You can use HMMs to build a Profile of any alignment. Assume that you have many examples of a motif and that you are given a multiple alignment for the examples. HMMs can provide you with a way to detect other examples of such motifs (along with a score for how strong the prediction is). We will use the HMMer software to try this on a well-known motif called Helix-Turn-Helix motif. These are DNA-binding motifs, and are present in a large number of proteins. Detection of these can also be done using GCG software. However, we are going to build our own detection method here using HMMs.
hmmbuild HMMParametersFile alignFile
hmmalign HMMParametersFile seqFile
CASP is a contest held every other year in which "target" protein sequences are proposed for which there was no known structure, and experts worldwide were asked to use their programs to predict the structure for these target sequences. Later, the structures are solved by x-ray crystallography or other experimental means, and everyone meets to evaluate how well the computational prediction methods did. The results for the best predictions appear in a special issue of the journal Proteins.

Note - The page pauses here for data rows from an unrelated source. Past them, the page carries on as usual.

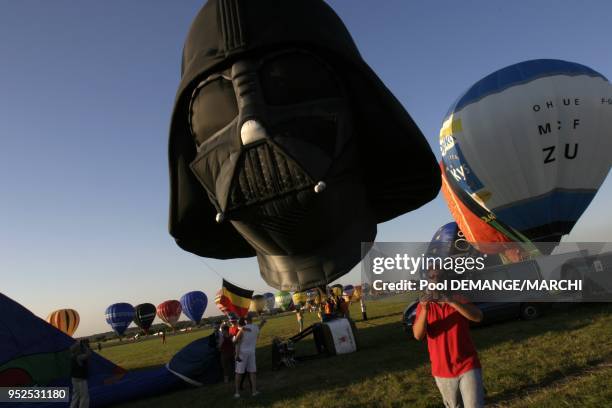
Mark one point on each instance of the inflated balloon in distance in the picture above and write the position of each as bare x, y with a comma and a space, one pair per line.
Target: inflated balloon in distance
347, 293
357, 293
194, 305
530, 144
270, 301
337, 290
66, 320
299, 299
283, 300
119, 316
169, 312
220, 305
144, 314
259, 303
278, 123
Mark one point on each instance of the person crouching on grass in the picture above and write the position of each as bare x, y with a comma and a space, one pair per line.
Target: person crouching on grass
246, 344
445, 321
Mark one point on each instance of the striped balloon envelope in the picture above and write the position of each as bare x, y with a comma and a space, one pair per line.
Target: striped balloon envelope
144, 315
283, 300
169, 312
530, 144
119, 316
347, 293
66, 320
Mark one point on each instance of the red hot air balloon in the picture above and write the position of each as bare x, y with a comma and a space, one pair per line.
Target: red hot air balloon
169, 312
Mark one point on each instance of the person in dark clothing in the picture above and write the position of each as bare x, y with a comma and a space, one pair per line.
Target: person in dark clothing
79, 360
226, 348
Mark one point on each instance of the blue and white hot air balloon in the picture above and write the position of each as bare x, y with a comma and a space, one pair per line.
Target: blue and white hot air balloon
194, 305
119, 316
532, 144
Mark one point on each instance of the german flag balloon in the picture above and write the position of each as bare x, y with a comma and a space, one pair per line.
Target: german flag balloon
285, 145
144, 316
258, 303
66, 320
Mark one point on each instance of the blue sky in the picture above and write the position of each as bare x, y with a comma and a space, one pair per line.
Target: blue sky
86, 92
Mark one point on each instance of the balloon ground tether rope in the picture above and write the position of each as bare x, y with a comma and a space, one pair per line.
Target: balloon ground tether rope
218, 274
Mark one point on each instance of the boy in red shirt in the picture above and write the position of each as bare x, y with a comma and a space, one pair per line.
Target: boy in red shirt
454, 360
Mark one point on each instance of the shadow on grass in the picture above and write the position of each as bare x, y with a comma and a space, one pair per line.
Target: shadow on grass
384, 349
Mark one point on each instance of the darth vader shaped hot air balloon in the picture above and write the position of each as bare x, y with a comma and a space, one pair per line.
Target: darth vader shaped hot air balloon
284, 144
144, 314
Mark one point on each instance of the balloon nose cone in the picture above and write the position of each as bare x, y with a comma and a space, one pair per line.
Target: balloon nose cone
320, 187
252, 131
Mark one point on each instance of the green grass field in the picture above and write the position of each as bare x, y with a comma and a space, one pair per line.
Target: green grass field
563, 359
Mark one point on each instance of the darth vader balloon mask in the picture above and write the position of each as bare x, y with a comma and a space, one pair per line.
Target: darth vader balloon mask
284, 144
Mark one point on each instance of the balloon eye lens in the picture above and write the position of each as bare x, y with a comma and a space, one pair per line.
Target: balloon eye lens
213, 106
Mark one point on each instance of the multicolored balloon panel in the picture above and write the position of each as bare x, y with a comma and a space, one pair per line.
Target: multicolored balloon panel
270, 300
194, 305
529, 143
169, 312
283, 300
66, 320
144, 315
119, 316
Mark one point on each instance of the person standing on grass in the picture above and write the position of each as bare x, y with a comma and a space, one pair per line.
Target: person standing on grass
245, 361
226, 349
299, 314
445, 321
79, 361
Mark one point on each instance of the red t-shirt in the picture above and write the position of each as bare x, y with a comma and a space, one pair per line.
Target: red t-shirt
450, 345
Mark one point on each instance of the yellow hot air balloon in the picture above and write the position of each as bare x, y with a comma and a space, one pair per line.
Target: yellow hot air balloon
258, 303
357, 292
299, 299
66, 320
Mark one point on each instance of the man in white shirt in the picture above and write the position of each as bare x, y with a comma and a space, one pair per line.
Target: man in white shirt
246, 340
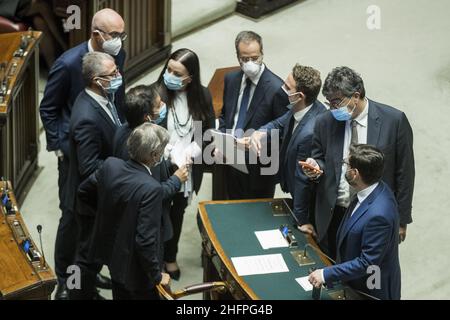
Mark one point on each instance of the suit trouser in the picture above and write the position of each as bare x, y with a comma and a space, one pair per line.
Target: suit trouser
177, 210
88, 268
65, 244
241, 186
336, 220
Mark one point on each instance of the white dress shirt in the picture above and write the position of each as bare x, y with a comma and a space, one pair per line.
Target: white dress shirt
298, 116
102, 101
363, 194
255, 82
148, 169
343, 199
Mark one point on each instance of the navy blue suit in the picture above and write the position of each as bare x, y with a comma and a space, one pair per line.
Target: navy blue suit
369, 238
268, 103
296, 146
65, 82
128, 235
388, 130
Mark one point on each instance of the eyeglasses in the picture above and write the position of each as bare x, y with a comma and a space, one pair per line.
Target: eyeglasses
247, 59
115, 73
335, 103
122, 35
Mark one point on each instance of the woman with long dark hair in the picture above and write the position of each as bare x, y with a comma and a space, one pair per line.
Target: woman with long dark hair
187, 102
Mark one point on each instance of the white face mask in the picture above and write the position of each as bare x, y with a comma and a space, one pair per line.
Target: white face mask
251, 69
113, 46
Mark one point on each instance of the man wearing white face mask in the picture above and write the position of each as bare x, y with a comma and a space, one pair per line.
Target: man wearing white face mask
252, 98
65, 82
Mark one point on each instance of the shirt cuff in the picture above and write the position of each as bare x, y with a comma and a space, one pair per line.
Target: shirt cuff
59, 153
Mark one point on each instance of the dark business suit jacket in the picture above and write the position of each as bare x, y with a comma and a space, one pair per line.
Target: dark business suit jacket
197, 169
294, 148
366, 239
91, 143
170, 184
127, 232
269, 102
65, 82
389, 130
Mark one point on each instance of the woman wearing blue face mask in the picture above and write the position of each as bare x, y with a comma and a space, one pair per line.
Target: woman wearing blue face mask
187, 101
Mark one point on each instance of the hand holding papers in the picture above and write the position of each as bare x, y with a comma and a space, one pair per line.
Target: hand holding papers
232, 151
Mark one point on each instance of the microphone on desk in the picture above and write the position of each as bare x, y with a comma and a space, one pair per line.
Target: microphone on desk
39, 229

In the fold recognition category of CASP, the participants are asked to find very, very remote homologies. They are judged not so much on the detailed accuracy of the three-dimensional coordinates that they predict (nobody using currently known methods would be judged as very successful if that were the case), but rather on whether they predict the overall fold of the protein correctly or not. Participants can do this by searching the PDB database of protein sequences whose structure is known, and predicting which if any sequences in PDB will have structure similar to that of the target sequence, sometimes without constructing an explicitly three-dimensional model for the structure of the target sequence. These methods are very useful for practicing molecular biologists who want to get a rough idea of what a new protein they have discovered might look like or what its function might be.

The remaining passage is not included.